Annotate rows with aggregations by grouped columns


#1

I’m likely missing something basic because I am trying to find the best way to annotate rows with aggregations by grouped columns. For example, the case of adding call_rate in cases and controls to the original MatrixTable.

ann = mt.annotate_rows(group_call_rate = hl.agg.group_by(hl.struct(case_status = mt[‘Is.Control’]),
hl.agg.fraction(hl.is_defined(mt.GT))))

However this returns a dict (and ideally I’d like an array, like with PCA scores).

±----------------------------------------+
| group_call_rate |
±----------------------------------------+
| dict<struct{case_status: str}, float64> |
±----------------------------------------+
| {(“No”):9.99e-01,(“Yes”):9.60e-01} |
| {(“No”):9.99e-01,(“Yes”):9.92e-01} |
| {(“No”):9.97e-01,(“Yes”):9.93e-01} |
| {(“No”):1.00e+00,(“Yes”):9.90e-01} |
| {(“No”):1.00e+00,(“Yes”):9.91e-01} |
| {(“No”):1.00e+00,(“Yes”):9.71e-01} |
| {(“No”):1.00e+00,(“Yes”):9.77e-01} |
| {(“No”):1.00e+00,(“Yes”):9.93e-01} |
| {(“No”):1.00e+00,(“Yes”):9.98e-01} |
| {(“No”):1.00e+00,(“Yes”):9.98e-01} |
±----------------------------------------+
showing top 10 rows

I also tried group_cols_by but I haven’t been able to annotate the values back to the original MatrixTable.

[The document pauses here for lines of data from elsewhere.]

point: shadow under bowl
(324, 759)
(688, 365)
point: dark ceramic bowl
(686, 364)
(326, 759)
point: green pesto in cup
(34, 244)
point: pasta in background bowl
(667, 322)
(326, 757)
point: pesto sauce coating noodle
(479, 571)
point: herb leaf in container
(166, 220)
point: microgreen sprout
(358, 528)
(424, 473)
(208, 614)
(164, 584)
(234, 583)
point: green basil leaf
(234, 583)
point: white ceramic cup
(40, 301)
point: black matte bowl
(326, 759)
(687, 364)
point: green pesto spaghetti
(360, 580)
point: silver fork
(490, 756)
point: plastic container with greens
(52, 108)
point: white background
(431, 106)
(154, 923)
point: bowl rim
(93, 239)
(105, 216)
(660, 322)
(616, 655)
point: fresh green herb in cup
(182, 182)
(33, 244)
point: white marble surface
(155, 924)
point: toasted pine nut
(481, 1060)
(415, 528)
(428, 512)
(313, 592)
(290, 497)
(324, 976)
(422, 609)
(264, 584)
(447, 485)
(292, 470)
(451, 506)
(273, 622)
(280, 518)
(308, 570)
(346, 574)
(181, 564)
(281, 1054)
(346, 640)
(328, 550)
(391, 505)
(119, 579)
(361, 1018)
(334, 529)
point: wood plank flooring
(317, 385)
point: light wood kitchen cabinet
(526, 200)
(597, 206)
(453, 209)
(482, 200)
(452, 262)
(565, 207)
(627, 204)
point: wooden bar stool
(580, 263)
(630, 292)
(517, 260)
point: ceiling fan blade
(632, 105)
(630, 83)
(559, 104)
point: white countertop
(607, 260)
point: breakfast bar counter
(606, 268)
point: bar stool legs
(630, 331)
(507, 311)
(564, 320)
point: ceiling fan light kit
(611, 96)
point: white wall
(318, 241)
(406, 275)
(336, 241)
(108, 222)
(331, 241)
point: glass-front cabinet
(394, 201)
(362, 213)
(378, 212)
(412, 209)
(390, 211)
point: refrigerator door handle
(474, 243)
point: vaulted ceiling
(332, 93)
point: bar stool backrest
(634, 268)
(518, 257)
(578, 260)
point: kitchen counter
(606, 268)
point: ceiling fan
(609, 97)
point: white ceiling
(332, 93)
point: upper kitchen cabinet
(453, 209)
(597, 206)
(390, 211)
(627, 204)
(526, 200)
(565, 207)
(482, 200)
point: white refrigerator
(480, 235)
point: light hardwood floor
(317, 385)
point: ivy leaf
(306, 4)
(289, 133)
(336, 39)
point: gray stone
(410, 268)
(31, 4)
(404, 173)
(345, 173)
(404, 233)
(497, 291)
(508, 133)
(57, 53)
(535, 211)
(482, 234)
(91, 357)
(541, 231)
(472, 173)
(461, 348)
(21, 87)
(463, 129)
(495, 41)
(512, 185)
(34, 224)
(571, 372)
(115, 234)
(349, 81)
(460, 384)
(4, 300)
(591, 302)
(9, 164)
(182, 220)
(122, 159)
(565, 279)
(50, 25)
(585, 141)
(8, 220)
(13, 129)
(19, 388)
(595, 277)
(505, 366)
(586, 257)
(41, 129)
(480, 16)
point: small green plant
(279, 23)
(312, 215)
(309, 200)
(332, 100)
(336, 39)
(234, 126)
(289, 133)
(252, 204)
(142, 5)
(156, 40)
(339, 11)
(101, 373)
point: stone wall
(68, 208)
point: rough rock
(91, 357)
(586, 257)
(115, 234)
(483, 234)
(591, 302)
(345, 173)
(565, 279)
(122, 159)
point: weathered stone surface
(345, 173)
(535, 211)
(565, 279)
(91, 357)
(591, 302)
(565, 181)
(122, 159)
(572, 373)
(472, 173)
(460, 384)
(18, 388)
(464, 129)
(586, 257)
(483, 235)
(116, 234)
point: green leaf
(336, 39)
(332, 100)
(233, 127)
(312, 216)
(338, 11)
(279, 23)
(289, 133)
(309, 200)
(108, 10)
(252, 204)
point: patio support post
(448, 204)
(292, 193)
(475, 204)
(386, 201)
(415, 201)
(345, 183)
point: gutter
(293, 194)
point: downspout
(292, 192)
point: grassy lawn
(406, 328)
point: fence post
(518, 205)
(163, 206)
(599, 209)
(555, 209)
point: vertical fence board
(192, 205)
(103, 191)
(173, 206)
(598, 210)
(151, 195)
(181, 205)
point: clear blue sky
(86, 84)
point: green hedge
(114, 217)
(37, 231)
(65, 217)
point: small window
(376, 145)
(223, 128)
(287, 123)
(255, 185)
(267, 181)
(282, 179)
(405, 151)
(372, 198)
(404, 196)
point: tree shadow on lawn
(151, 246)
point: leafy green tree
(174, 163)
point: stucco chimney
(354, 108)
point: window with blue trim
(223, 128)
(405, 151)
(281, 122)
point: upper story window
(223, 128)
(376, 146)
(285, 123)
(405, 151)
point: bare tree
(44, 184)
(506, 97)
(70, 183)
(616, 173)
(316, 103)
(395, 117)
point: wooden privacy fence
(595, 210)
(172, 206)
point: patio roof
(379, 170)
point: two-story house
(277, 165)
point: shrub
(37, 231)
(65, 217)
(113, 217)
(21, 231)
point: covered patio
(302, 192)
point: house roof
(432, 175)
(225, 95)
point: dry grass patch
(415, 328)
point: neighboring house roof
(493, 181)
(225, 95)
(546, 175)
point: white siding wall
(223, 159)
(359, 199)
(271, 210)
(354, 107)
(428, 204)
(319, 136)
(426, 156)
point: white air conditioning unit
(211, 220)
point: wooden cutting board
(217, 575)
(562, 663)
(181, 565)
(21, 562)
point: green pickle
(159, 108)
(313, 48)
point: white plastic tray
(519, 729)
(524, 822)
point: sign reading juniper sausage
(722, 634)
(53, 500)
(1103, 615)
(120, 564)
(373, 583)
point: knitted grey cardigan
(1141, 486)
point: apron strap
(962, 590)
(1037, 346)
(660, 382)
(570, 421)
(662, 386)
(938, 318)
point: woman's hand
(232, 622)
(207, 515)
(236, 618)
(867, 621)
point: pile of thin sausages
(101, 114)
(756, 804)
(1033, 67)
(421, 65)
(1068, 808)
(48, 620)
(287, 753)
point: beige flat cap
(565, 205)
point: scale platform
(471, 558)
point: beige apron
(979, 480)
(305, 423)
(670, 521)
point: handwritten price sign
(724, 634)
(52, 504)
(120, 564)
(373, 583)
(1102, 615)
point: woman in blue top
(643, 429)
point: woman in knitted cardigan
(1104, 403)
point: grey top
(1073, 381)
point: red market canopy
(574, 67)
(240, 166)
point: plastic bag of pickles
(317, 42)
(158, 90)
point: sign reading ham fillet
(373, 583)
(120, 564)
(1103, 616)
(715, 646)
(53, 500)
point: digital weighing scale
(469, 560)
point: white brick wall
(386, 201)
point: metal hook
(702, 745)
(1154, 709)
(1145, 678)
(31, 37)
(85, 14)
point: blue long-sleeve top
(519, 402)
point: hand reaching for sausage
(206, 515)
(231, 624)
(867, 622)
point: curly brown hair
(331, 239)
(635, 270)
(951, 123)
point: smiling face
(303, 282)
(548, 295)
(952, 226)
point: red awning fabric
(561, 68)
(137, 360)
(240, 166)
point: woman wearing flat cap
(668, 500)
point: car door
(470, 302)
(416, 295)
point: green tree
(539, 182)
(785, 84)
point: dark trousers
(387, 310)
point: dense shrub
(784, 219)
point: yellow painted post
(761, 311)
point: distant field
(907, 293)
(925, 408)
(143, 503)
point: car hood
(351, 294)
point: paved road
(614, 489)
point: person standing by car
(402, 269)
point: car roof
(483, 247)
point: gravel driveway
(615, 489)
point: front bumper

results = (mt.group_cols_by(case_status = mt[‘Is.Control’])
.aggregate(call_rate = agg.fraction(hl.is_defined(mt.GT))))
results.describe()

results.entry.show(10)
±--------------±-----------±------------±----------+
| locus | alleles | case_status | call_rate |
±--------------±-----------±------------±----------+
| locus | array | str | float64 |
±--------------±-----------±------------±----------+
| chr1:39203 | [“C”,“T”] | “No” | 9.99e-01 |
| chr1:39203 | [“C”,“T”] | “Yes” | 9.60e-01 |
| chr1:39224 | [“C”,“T”] | “No” | 9.99e-01 |
| chr1:39224 | [“C”,“T”] | “Yes” | 9.92e-01 |
| chr1:115746 | [“C”,“T”] | “No” | 9.97e-01 |
| chr1:115746 | [“C”,“T”] | “Yes” | 9.93e-01 |
| chr1:133160 | [“G”,“A”] | “No” | 1.00e+00 |
| chr1:133160 | [“G”,“A”] | “Yes” | 9.90e-01 |
| chr1:135203 | [“G”,“A”] | “No” | 1.00e+00 |
| chr1:135203 | [“G”,“A”] | “Yes” | 9.91e-01 |
±--------------±-----------±------------±----------+
showing top 10 rows

Maybe this is possible with collect()? But this workaround doesn’t seem optimal…

Thanks so much!


#2

However this returns a dict (and ideally I’d like an array, like with PCA scores).

what would the elements be? There’s probably a way to transform this dictionary into the array you want.


#3

For this case, I am simply thinking the values [9.99e-01, 9.60e-01], without keys. (I do realize that dropping the keys from the dict might be blasphemy.)


#4

you can just do .values() on the result.

But you don’t know whether or case or control comes first!